In [1]:
import numpy as np 

## make your code faster with vectorization and broadcasting in NumPy. These techniques are key to boosting performance in numerical operations by avoiding slow loops and memory inefficiency.

In [2]:
arr = np.array([1, 2, 3, 4, 5])
result = []
 
# Using a loop to square each element (slow)
for num in arr:
    result.append(num ** 2)
 
print(result)  # Output: [1, 4, 9, 16, 25]

[np.int64(1), np.int64(4), np.int64(9), np.int64(16), np.int64(25)]


In [3]:
# vectorization 
# Vectorization allows you to perform operations on entire arrays at once, instead of iterating over elements one by one. This is made possible by NumPy’s optimized C-based backend that executes operations in compiled code, which is much faster than Python loops.

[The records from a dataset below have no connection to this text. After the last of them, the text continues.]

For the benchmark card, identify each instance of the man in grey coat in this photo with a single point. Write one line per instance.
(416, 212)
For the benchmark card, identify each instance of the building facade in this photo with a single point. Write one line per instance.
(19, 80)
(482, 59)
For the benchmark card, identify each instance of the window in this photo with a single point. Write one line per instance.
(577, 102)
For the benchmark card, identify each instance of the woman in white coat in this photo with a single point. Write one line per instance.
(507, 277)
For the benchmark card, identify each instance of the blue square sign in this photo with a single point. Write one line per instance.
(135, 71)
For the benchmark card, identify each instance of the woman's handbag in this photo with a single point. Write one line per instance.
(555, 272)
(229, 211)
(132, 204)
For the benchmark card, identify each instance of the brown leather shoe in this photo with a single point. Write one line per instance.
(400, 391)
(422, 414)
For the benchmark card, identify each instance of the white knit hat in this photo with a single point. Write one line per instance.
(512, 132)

# Vectorized operations are also more readable and compact, making your code easier to maintain.
arr2 = np.array([1, 2, 3, 4, 5])
result = arr2 ** 2  # Vectorized operation
print(result)  # Output: [1 4 9 16 25]

[ 1  4  9 16 25]


### Low-level implementation: NumPy’s vectorized operations are implemented in C (compiled language), which is much faster than Python loops.

### Batch processing: NumPy processes multiple elements in parallel using SIMD (Single Instruction, Multiple Data), allowing multiple operations to be done simultaneously.


In [4]:
# broadcasting scaling arrays without extra memory 
# Broadcasting is often used when you want to perform an operation on an array and a scalar value (e.g., add a number to all elements of an array).
arr3 = np.array([1, 2, 3, 4, 5])
result = arr3 + 10  # Broadcasting: 10 is added to all elements
print(result)  # Output: [11 12 13 14 15]

[11 12 13 14 15]


In [5]:
# broad casting arrays with different shapes 
arr1 = np.array([1, 2, 3])
arr2 = np.array([10, 20, 30])

result = arr1 + arr2  # Element-wise addition
print(result)  # Output: [11 22 33]

[11 22 33]


In [6]:
#  broadcasting 2d and a 1d array
arr1 = np.array([[1, 2, 3], [4, 5, 6]])
arr2 = np.array([1, 2, 3])

result = arr1 + arr2  # Broadcasting arr2 across arr1
print(result)
# Output:
# [[2 4 6]
#  [5 7 9]]

[[2 4 6]
 [5 7 9]]


In [7]:
# real world scenario 
# Simulating a dataset (5 samples, 3 features)
data = np.array([[10, 20, 30],
                 [15, 25, 35],
                 [20, 30, 40],
                 [25, 35, 45],
                 [30, 40, 50]])

# Calculating mean and standard deviation for each feature (column)
mean = data.mean(axis=0)
std = data.std(axis=0)

# Normalizing the data using broadcasting
normalized_data = (data - mean) / std

print(normalized_data)

[[-1.41421356 -1.41421356 -1.41421356]
 [-0.70710678 -0.70710678 -0.70710678]
 [ 0.          0.          0.        ]
 [ 0.70710678  0.70710678  0.70710678]
 [ 1.41421356  1.41421356  1.41421356]]


## Summary:
    - Loops are slow because Python's interpreter adds overhead, making iteration less efficient.

    - Vectorization allows you to apply operations to entire arrays at once, greatly improving performance by utilizing NumPy’s optimized C backend.
    - Broadcasting enables operations between arrays of different shapes by automatically stretching the smaller array to match the shape of the    larger array, without creating additional copies.
    Real-world use: Broadcasting can be used in data science tasks, such as normalizing datasets, without sacrificing memory or performance.